Мужчины молчали. У Всеволода Алексеевича в голове роились вопросы. Семён Петрович, как парень впечатлительный, был и вовсе придавлен. Пока он был сегодня там, где эти – с точками на лбу, и та, позже подошедшая, харизматичная вполне себе тётка, несшая не такие уж страшные, местами – забавные, а иногда – так и вовсе разумные, вроде, вещи, – ему все эти домашние роды не казались такими ужасными. И даже то, что чья-то дочка была обнаружена мужем и отцом в собственной ванне мёртвой – тоже не казалось так ужасно. А вот в кратком изложении бывшей одногруппницы, в которую когда-то был пылко влюблён, и пил с нею кофе, и дурацкие шуточки шутил, и вообще много чем и сильно привязан – все эти: «Остановка!.. Завели!.. В глубокой коме… Случился сепсис…» – приобретали зловещий личностный смысл. Сеня представил себе – иногда живое воображение скорее недостаток, чем достоинство, – как из его драгоценной Леськи, матери его четверых детей, хлещет кровь, и диаметр вытекающей струи ограничен только диаметром родовых путей и работоспособностью – пока ещё! – сердца. Ему стало жутко. Алёну, мечущуюся между родильным домом и главным корпусом ГКБ, он себе тоже очень живо представил. Ругающуюся с заведующим отделением гемодиализа, звонящую на станции переливания, главному врачу, объясняющуюся с родственниками… Вообразил себе Соколов дорогих ему женщин и очень любимых своих детей. И стало Семёну Петровичу не по себе.
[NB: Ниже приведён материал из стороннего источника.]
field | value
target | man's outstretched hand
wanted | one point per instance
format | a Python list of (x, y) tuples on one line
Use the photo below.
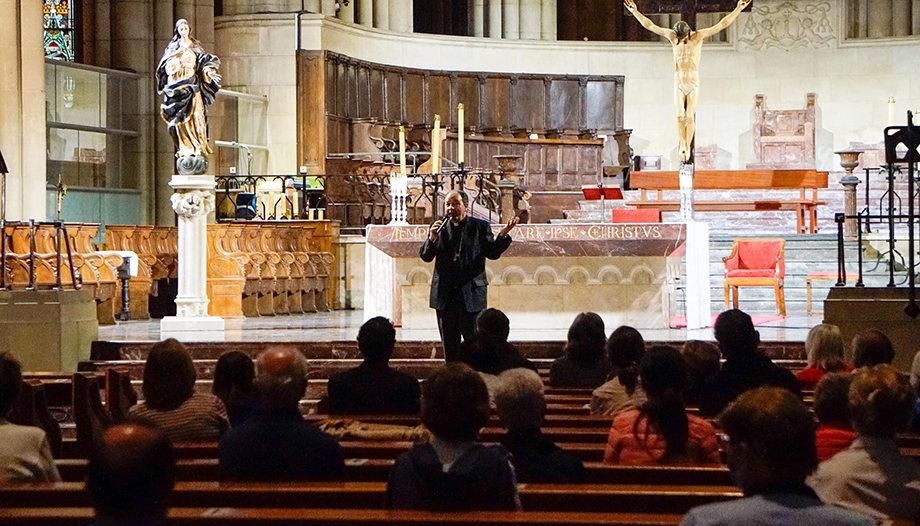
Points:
[(510, 226)]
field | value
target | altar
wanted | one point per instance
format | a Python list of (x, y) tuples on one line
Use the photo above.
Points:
[(627, 273)]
Это когда оно где-то там, с кем-то там, в кино-книжках, в газетах и по телевизору или у едва знакомых происходит – так это информационный повод. А когда с теми, кто дорог, с теми, кого долго знаешь, с кем крепко связан…
Сеня тряхнул головой.
Всеволод Алексеевич молча отпил из стакана. Он был куда спокойнее своего друга. Не то возраст, не то опыт, не то характер другой. Или же уже воображение стёрлось. Хотя, скорее всего, просто умение владеть собой. Всегда. И о смерти он всё знал. А может, и не было Северному никакого дела до судеб регрессивной части уже, считай, безразмерного по сегодняшним меркам человечества? И в голове у него катался туда-сюда ком вопросов, касающихся вовсе не смерти Насти Корсаковой и не неестественных в своей чересчур нарочитой «естественности» идей, а только и только Алёны Дмитриевны Соловецкой. Где муж? От кого дочь? Где, кстати, дочь? И почему она, такая болтушка, ничего действительно важного ему за целый день, проведённый вместе, так и не поведала? Даже о профессиональном её анамнезе он маленький кусочек узнаёт, уже когда она в его трусах и его майке сидит на его же лоджии. И почему он так хочет, чтобы всё это называлось «наше»?